Bypass surgery is recommended over less invasive options, such as placing a stent, when blockages are numerous, involve multiple vessels, or are located in a critical area like the left main coronary artery. Patients with three-vessel CAD achieve better long-term outcomes with CABG. While a stent can open a single blockage, open surgery provides a more complete and durable solution for widespread disease by addressing multiple blockages simultaneously.
Repairing and Replacing Internal Structures
Open heart surgery is also required to fix defects within the heart’s internal machinery, primarily involving the valves and the septal walls. Heart valve surgery is performed when one or more of the four valves—aortic, mitral, pulmonary, or tricuspid—malfunction due to stenosis (a narrowing that restricts blood flow) or regurgitation (a leak that allows blood to flow backward).
To correct these issues, the surgeon may either repair the existing valve by trimming, patching, or reattaching leaflets, or replace it entirely with a mechanical or biological prosthetic valve. This work necessitates direct access to the interior of the heart and is often done on-pump, with the heart stopped and the patient connected to the heart-lung machine. This stable, bloodless surgical field allows for the precise suturing and manipulation required.
Open surgery is also used to correct certain congenital defects present from birth, such as Atrial Septal Defects (ASD) or Ventricular Septal Defects (VSD). These defects are holes in the walls separating the heart’s chambers, causing blood to mix and compromising efficiency. A surgeon accesses the septal wall to close the hole, often with a synthetic patch. Complex congenital conditions, such as Tetralogy of Fallot, also require open surgery to correct multiple structural abnormalities and reroute major vessels.
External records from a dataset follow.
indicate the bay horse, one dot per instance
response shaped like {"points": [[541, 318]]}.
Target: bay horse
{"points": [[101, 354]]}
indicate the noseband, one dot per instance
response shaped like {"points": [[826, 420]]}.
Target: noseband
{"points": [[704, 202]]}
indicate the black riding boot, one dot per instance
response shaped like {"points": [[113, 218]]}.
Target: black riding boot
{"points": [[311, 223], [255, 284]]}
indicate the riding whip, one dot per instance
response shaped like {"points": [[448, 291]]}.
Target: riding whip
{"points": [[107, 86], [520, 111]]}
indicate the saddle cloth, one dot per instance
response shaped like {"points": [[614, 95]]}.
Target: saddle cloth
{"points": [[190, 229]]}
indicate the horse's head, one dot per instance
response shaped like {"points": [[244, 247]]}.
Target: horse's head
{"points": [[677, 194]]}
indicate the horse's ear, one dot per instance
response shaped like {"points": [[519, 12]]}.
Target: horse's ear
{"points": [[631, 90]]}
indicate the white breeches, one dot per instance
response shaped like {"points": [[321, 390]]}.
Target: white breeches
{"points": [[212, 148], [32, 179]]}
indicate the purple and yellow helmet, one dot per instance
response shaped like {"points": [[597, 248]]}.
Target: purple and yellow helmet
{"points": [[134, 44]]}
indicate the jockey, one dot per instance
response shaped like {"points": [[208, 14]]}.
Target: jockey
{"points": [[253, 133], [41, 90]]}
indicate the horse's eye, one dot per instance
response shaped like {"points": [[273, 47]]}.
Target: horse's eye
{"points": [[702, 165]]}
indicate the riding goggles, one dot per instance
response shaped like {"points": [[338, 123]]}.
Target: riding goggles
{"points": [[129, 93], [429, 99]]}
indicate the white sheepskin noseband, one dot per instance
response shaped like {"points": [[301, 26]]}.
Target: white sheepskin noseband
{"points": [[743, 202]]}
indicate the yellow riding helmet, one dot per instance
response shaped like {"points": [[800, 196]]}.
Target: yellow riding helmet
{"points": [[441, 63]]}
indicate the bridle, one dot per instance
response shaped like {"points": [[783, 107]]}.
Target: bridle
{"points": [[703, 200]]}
Correcting Issues with the Aorta and Major Vessels
Open heart surgery addresses conditions involving the aorta, the body’s largest artery, which originates directly from the heart. Conditions affecting this major vessel, particularly near the heart, require the comprehensive access provided by open surgery. These procedures are distinct from CABG, which addresses the smaller coronary arteries.
Open repair is necessary for Aortic Aneurysms—a ballooning or weakening of the aortic wall that can lead to rupture. It is also the standard treatment for Aortic Dissection, a life-threatening emergency where a tear in the inner layer of the aorta causes blood to rush between the layers. When a dissection occurs in the ascending aorta, the section closest to the heart, immediate open heart surgery is required.
During the open procedure, the damaged section of the aorta is removed and replaced with a synthetic tube graft made of material like Dacron. While less invasive endovascular techniques exist for aneurysms further from the heart, the complexity and high risk associated with ascending aortic pathology mandate the direct visualization and control of open surgery.
The Factors Determining Surgical Necessity
The decision to proceed with open heart surgery is based on a patient’s overall profile and the nature of the cardiac problem. It is chosen when minimally invasive alternatives are deemed inadequate or unsafe for the specific pathology. Surgeons consider the complexity of the disease, recognizing that open heart surgery provides direct access and the flexibility to address multiple issues simultaneously, such as valve repair and bypass grafting.
A patient’s overall health, including age, heart muscle strength, and the presence of other medical conditions like diabetes, is considered. While a healthier patient may be a candidate for a less invasive procedure, open surgery is often the safer, more comprehensive option for complex anatomy or when multiple procedures are needed. The goal is to choose the method that offers the most durable, complete, and reliable long-term result. Open heart surgery provides the surgeon with the best possible visual field and access to perform intricate, life-saving repairs, making it the necessary choice for the most challenging cardiac conditions.